Expect roughly 22-25MB/sec on a modern SDHC with a 4-bit datapath.

Be aware that there's no way to truly write protect an SD card.  There
is a write protect tab on a full-size card (but not on a MicroSD), but
it's not enforced in the card's hardware, it is a polite request to the
system "please don't write to this card" and some systems don't even
have the hardware to sense the switch position.  

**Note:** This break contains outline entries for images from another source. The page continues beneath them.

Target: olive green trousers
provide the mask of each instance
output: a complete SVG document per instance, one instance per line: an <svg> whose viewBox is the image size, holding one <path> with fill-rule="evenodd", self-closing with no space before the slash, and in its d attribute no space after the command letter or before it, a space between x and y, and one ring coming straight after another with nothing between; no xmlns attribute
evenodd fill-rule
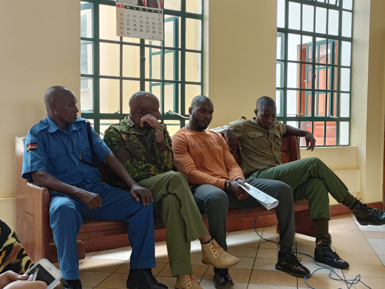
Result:
<svg viewBox="0 0 385 289"><path fill-rule="evenodd" d="M208 234L188 186L187 177L170 171L138 183L152 194L153 211L166 225L166 241L173 276L192 274L190 242Z"/></svg>
<svg viewBox="0 0 385 289"><path fill-rule="evenodd" d="M328 192L340 203L349 193L342 181L316 157L262 169L250 176L280 180L290 186L294 193L294 201L309 201L312 220L330 220Z"/></svg>

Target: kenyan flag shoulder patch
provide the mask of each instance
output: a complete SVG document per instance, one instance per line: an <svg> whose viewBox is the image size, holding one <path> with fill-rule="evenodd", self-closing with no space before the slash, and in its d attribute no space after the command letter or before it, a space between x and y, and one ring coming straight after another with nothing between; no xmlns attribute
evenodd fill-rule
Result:
<svg viewBox="0 0 385 289"><path fill-rule="evenodd" d="M27 145L27 152L28 152L29 151L36 150L37 145L37 142L31 142L30 143L29 143Z"/></svg>

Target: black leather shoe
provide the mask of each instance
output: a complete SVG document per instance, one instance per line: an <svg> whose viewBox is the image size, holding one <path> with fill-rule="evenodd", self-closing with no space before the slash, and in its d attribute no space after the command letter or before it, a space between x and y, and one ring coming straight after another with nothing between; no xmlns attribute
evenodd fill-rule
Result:
<svg viewBox="0 0 385 289"><path fill-rule="evenodd" d="M82 282L79 279L63 280L63 287L65 289L82 289Z"/></svg>
<svg viewBox="0 0 385 289"><path fill-rule="evenodd" d="M128 289L167 289L152 276L151 269L130 269L127 279Z"/></svg>
<svg viewBox="0 0 385 289"><path fill-rule="evenodd" d="M348 204L347 207L356 215L357 221L361 225L380 226L385 224L385 211L370 208L357 200L357 198L355 197Z"/></svg>
<svg viewBox="0 0 385 289"><path fill-rule="evenodd" d="M347 269L349 267L349 263L339 258L337 253L333 252L330 248L331 242L330 234L322 234L316 236L316 247L314 250L314 260L334 268Z"/></svg>
<svg viewBox="0 0 385 289"><path fill-rule="evenodd" d="M275 265L275 268L296 277L309 277L310 271L299 262L301 259L295 256L296 252L296 248L287 251L285 254L278 252L278 262Z"/></svg>

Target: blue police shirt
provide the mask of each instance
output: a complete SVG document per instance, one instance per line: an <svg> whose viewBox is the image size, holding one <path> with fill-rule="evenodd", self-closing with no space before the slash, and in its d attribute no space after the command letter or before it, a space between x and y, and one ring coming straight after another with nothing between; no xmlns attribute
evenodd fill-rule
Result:
<svg viewBox="0 0 385 289"><path fill-rule="evenodd" d="M102 162L111 150L91 130L95 156ZM81 154L82 159L92 162L86 119L78 117L63 131L47 115L26 136L23 177L32 179L31 172L44 171L69 185L100 182L99 171L82 162Z"/></svg>

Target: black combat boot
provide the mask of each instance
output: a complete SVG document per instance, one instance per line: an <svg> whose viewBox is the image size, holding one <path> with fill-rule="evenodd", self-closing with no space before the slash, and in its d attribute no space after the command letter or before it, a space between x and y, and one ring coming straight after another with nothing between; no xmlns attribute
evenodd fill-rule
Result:
<svg viewBox="0 0 385 289"><path fill-rule="evenodd" d="M82 282L78 280L63 279L63 287L64 289L82 289Z"/></svg>
<svg viewBox="0 0 385 289"><path fill-rule="evenodd" d="M128 289L167 289L152 276L151 269L130 269L127 279Z"/></svg>
<svg viewBox="0 0 385 289"><path fill-rule="evenodd" d="M294 250L287 251L284 254L280 251L278 252L278 262L275 265L275 268L287 272L291 275L296 277L309 277L310 276L310 271L300 263L301 259L296 256L296 248Z"/></svg>
<svg viewBox="0 0 385 289"><path fill-rule="evenodd" d="M353 213L356 215L356 219L361 225L373 225L380 226L385 224L385 211L370 208L366 204L362 204L355 197L346 205Z"/></svg>
<svg viewBox="0 0 385 289"><path fill-rule="evenodd" d="M330 234L321 234L316 236L316 249L314 259L317 262L324 263L338 269L347 269L349 263L343 261L337 253L330 248L332 237Z"/></svg>

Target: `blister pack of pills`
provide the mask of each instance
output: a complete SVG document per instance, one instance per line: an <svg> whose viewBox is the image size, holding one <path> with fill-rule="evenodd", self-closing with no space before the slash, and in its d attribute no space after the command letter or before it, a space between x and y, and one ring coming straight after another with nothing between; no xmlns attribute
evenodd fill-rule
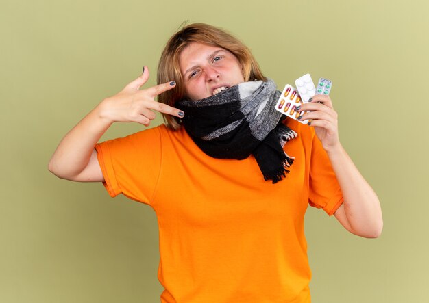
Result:
<svg viewBox="0 0 429 303"><path fill-rule="evenodd" d="M297 120L297 118L304 113L295 110L298 106L302 104L304 102L297 89L289 84L286 84L275 104L275 109L288 117L306 124L308 123L308 120L300 121Z"/></svg>
<svg viewBox="0 0 429 303"><path fill-rule="evenodd" d="M320 78L317 83L317 94L328 95L331 91L332 81L325 78Z"/></svg>
<svg viewBox="0 0 429 303"><path fill-rule="evenodd" d="M300 123L306 124L310 120L301 121L298 120L297 118L303 115L304 112L297 111L296 108L308 103L308 100L312 98L315 94L328 95L332 87L332 81L328 79L320 78L317 86L315 87L310 74L306 74L297 79L295 83L297 88L295 88L289 84L286 85L280 97L275 103L275 109Z"/></svg>

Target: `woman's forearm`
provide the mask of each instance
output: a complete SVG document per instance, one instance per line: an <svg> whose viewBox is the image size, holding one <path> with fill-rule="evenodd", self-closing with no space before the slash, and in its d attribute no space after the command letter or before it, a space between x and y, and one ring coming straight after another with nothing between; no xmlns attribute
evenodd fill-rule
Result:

Since it's flash-memory based, it also may corrupt the media on write,
including the possibility of corrupting existing data that has no
relation to the new data being written.  That is, you could have a
write-protected partition and a write-enabled partition on the same
SDCard, and writing into the write-enabled partition can damage data on
the write-protected partition.  This is because you have no control over
the way the embedded flash microcontroller allocates storage internally,
and it is free to place data pages from unrelated filesystems into the
same blocks (block = erase/programming sized unit).

I suspect all off-the-shelf nand-flash based storage has the same
problems, but CF and SDCard are the only ones I've got hands-on
experience with.  At work we're now moving away from CF and SDCard and
towards putting nand flash chips directly onto our boards, and using
FreeBSD to access them rather than relying on the behaviors of some
embedded microcontroller we know nothing about.